'O modelo político atual incentiva o pior nas pessoas', diz Barroso

Carolina Brígido

Francisco Leali

25/08/2017

 

 

Ministro do STF defende reforma profunda como saída para atrair 'os bons' à política

 

O ministro Luis Roberto Barroso, do Supremo Tribunal Federal - Ailton de Freitas / Agência O Globo

 

    BRASÍLIA — BRASÍLIA — O ministro do Supremo Tribunal Federal Luís Roberto Barros defende reforma profunda como a única saída para atrair ‘os bons’ à política. Barroso também critica a revisão da autorização para cumprimento de pena depois de condenações em segunda instância.

     

    O Brasil precisa de uma reforma política?

    O país precisa desesperadamente de uma reforma política. Se passar a cláusula de barreira e a proibição de coligações, nós já vamos ter feito alguns avanços. Mas nós não vamos mudar o patamar da política no Brasil. Ela vai continuar não representativa da sociedade e incapaz de atrair os bons, incapaz de atrair novas vocações.
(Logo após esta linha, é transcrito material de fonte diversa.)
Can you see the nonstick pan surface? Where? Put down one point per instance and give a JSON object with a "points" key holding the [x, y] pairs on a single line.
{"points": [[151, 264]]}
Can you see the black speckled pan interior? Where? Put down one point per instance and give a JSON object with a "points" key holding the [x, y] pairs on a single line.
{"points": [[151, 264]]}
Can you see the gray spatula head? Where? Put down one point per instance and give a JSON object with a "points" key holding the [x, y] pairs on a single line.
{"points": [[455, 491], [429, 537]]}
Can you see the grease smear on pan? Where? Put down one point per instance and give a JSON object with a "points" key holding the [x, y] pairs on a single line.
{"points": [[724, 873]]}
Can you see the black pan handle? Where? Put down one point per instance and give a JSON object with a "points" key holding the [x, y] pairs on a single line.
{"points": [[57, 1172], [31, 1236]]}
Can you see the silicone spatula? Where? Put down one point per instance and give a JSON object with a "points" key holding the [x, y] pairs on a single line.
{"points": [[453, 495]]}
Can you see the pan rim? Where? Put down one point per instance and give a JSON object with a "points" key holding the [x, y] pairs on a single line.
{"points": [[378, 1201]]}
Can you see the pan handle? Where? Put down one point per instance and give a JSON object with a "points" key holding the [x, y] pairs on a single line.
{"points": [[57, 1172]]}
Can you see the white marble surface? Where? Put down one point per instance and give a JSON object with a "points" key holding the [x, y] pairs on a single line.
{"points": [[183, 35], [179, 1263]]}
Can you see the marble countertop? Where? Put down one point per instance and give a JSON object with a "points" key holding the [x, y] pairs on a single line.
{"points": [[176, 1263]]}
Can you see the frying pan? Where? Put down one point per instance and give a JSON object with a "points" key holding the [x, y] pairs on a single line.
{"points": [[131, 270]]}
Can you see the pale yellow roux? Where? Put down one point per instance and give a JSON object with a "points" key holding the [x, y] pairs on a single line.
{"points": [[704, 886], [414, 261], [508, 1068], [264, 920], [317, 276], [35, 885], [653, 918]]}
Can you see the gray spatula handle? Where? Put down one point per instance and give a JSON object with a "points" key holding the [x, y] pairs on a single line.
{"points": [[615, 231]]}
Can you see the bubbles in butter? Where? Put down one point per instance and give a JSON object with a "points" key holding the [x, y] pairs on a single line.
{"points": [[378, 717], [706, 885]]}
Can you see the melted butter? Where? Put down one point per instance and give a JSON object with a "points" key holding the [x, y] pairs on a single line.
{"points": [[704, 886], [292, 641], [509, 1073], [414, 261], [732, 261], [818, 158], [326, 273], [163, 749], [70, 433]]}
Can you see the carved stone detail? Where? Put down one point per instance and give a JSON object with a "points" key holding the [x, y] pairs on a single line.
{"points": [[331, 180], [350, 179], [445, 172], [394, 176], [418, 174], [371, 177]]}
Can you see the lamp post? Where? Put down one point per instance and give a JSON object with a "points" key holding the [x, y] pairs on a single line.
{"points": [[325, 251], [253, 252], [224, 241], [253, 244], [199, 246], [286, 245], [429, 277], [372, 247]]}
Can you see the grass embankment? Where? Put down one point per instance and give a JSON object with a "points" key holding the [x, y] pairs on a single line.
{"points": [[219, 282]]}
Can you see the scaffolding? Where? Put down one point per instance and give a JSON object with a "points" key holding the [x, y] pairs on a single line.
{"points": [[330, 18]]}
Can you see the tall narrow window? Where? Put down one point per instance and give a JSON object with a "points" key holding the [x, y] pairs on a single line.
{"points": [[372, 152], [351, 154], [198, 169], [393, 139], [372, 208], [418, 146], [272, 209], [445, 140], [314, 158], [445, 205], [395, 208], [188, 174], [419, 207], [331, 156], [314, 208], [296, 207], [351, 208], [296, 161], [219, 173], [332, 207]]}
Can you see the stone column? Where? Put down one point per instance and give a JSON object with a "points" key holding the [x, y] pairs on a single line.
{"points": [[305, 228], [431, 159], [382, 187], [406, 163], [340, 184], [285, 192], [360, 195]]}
    O senhor considera que o Congresso está só preocupado com as eleições de 2018?

    A característica da política é pautar-se pelas próximas eleições. Mas eu acho que era preciso aproveitar esse momento para ir além. Todas as pessoas trazem em si o bem e o mal. O processo civilizatório existe para reprimir o mal e potencializar o bem. O sistema político brasileiro faz exatamente o contrário. Portanto, é preciso que o bem, o patriotismo e o idealismo sejam capazes de derrotar a corrupção, a mediocridade e o egoísmo.

    Quem dá as cartas hoje é o corrupto, o medíocre e o egoísta?

    O modelo incentiva o pior nas pessoas. Basta olhar os fatos. O presidente da República em exercício (Michel Temer) foi denunciado criminalmente por corrupção passiva, um presidente anterior (Luiz Inácio Lula da Silva) foi condenado criminalmente e um outro presidente anterior (Fernando Collor) teve a denúncia recebida esta semana. A colaboração premiada da Odebrecht envolveu mais de 20 partidos e muitas dezenas de políticos. A colaboração premiada da JBS envolveu mais de 20 partidos e mais de 1.500 políticos. É impossível alguém achar que esse sistema é bom!

    O senhor considera que houve criminalização da política?

    Uma coisa é criminalizar a política. Outra é querer politizar o crime. A venda de uma medida provisória ou pedir participação na desoneração ou num financiamento dado pelo BNDES, pedir propina, isso não é criminalização da política. Isso é crime mesmo!

    Há uma tendência do STF de mudar o entendimento sobre prisões depois de condenação em segunda instância. O senhor concorda com essa revisão?

    Eu acho que permitir a execução penal depois da condenação em segundo grau foi um passo decisivo para enfrentar a corrupção e a criminalidade do colarinho branco no Brasil. Será um retrocesso fazer essa mudança. É um retrocesso em favor do pacto espúrio celebrado por parte da classe política, parte da classe empresarial e parte da burocracia estatal.

    Há interesses por trás dessa mudança de entendimento?

    O Supremo mudou esta orientação no ano passado, em três decisões. Nada mudou na realidade social, nem na realidade jurídica de lá para cá, para o Supremo voltar atrás. Agora, um país em que a jurisprudência vai mudando de acordo com o réu não é um estado de direito, é um estado de compadrio. Eu sou contra isso.

    O ministro Gilmar Mendes tem criticado o procurador-geral, Rodrigo Janot, e a atuação do MP. Qual a opinião do senhor?

    O ministro Gilmar, como qualquer pessoa, tem todo o direito à sua opinião. Eu penso de maneira diferente. Acho que nós estamos num movimento de mudança de um paradigma de corrupção no Brasil e o Ministério Público teve um papel decisivo, assim como parte da magistratura. O doutor Rodrigo Janot se insere numa tradição de procuradores da República de integridade, de dedicação à causa pública e de enfrentamento de uma elite que em grande parte se deixou corromper. Ele não participa do pacto de compadrio que sempre caracterizou a classe dominante brasileira, movida pela crença de que ricos não podem ser punidos.

    O ministro Gilmar continua se reunindo com Temer, que está denunciado, e conversando com Aécio Neves, alvo de inquérito do qual ele é relator. Essa conduta tem reflexo na credibilidade do tribunal?

    (Sete segundos de silêncio.) Eu não vou comentar.